For the past few weeks, I've been really into Gravity Falls, and I've managed to get my brother and sister hooked on it, too. Every night, they come into my room and sit on my bed while I take the computer chair, I turn my monitor a little, and we watch it online, usually a couple episodes a night. Broseph sits next tot he headboard-bed-shelf, right next to the tube.

Right now it's 1:20 AM on August 27, his birthday. We just finished the first episode of season two, and he was getting ready to drag himself up and go to sleep.

"Hey," I said. "It's your birthday."

"WE GOTTA SING THE SONG," my sister said.

So we sang two different versions of the Happy Birthday song, me singing the "you look like a monkey" one and her singing the real one. He just sorta watched us with amusement.

"Do you want your present now or during the day?" I said.

"Ehhh... I guess now is cool."

"Cool," I said.

"Where did you hide it? I looked earlier and couldn't find it anywhere-"

I pointed next to him, grinning like a loon, and said in a squeaky voice, "It's that tube."

He stared at the tube for a long second and made a funny choking noise. "I've seen this a million times!"

"Plain sight, bro."

He struggled with the ends of the tube and pulled out a piece of paper first. It had information from the mint or government or something and his eyes glazed over just looking at it. "You got me education," he said, pretending to sound happy but obviously not.

"Keep looking."

He did. The ends of the tube had curled in slightly, so he had trouble getting the rest out. "It's a two dollar bill? You got me two dollars and education," he said through a strained smile. "Thanks."

"Pull it out!" I said.

He tried, but it was stuck.

"Pull it out harder!" I said.

"That's what she said!" they both said in chorus.

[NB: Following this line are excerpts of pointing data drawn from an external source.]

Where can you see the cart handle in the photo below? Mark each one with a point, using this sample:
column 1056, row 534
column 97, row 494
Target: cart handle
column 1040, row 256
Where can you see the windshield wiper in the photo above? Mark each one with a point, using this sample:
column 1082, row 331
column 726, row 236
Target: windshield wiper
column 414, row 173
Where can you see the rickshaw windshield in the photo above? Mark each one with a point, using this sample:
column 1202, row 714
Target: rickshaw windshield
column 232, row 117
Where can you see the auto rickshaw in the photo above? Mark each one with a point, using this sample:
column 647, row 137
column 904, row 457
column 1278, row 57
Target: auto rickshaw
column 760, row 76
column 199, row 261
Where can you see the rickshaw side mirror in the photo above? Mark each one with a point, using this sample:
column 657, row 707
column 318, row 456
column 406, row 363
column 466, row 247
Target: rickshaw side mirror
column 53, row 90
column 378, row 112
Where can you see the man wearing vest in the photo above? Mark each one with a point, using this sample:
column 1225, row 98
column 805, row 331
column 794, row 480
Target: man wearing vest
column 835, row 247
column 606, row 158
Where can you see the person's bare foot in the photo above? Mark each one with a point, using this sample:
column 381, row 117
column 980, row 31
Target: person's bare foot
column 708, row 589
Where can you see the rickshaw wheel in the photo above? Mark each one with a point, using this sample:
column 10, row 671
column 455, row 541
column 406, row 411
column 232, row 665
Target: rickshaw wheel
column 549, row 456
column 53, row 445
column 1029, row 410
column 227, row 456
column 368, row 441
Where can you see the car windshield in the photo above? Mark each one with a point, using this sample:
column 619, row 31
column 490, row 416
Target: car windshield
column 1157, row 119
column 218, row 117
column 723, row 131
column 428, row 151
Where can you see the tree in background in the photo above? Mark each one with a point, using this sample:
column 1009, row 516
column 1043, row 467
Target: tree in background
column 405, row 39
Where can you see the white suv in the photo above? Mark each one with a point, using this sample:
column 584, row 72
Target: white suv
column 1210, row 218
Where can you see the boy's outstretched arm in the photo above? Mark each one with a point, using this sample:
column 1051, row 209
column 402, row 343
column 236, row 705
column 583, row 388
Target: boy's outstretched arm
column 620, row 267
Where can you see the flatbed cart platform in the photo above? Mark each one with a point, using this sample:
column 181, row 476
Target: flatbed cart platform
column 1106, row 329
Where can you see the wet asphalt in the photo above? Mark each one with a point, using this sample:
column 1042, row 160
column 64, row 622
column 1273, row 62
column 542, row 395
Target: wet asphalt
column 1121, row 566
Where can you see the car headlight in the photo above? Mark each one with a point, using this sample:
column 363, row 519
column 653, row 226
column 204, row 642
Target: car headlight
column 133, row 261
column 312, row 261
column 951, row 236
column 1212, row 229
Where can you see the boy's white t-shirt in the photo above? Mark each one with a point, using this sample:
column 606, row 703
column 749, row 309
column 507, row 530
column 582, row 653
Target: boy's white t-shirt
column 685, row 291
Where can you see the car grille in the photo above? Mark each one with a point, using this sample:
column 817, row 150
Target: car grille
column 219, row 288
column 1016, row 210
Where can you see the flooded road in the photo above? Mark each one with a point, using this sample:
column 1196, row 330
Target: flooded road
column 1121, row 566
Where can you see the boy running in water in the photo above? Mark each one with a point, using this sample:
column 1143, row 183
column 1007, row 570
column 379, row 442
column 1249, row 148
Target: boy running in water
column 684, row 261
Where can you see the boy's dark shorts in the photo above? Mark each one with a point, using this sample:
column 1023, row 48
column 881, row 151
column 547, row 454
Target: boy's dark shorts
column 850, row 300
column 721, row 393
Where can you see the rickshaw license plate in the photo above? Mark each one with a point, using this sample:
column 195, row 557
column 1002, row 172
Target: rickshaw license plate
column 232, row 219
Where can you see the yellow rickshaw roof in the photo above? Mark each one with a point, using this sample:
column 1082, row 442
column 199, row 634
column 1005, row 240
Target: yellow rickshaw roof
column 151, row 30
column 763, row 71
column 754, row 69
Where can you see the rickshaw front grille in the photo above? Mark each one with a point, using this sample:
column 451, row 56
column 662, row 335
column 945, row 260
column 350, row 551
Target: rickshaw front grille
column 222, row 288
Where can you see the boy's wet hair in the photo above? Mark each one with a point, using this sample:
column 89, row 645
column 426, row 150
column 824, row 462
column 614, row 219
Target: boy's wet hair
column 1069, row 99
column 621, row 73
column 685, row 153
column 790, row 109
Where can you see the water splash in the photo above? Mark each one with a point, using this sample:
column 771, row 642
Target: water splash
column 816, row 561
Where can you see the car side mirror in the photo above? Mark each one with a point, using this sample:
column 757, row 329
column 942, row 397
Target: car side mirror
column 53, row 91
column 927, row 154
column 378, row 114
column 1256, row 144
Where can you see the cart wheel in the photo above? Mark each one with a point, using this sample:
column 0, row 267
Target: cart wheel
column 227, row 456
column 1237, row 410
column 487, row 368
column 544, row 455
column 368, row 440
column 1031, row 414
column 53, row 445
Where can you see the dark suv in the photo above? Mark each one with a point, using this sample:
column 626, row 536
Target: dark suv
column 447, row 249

My sister and I watched him struggle for another good minute before he slid out the sheet of money.

"There's more?" he said. "There's lots! They're-- together? What? What?!" he unrolled the sheet, staring. "Is this real?"

"Yup!" I said.

"Oh my god. It's all clean. It's uncut! Can I cut them?"

"Totally," I said.

"This is so cool!" he said, sorta giggling.

I pumped my fist into the air. "I WIN THE BIG SISTER BIRTHDAY GIFT GAME."

My sister and I chattered for a moment and my brother joined in, carefully rolling the sheet back into the tube.

"I can't believe I never noticed it," he said. "or I did notice it, but I didn't think anything of it. Your room is just always got stuff, and I didn't question." He placed the tube back on the spot on the books. We talked for another few minutes about Gravity Falls before I pointed out,

"You put it back."

He stared at it and started laughing. "I didn't even notice! That's just where it goes!" And he took it back.

I just booted them out of my room. This is a good start to the day. Guess I better get to bed.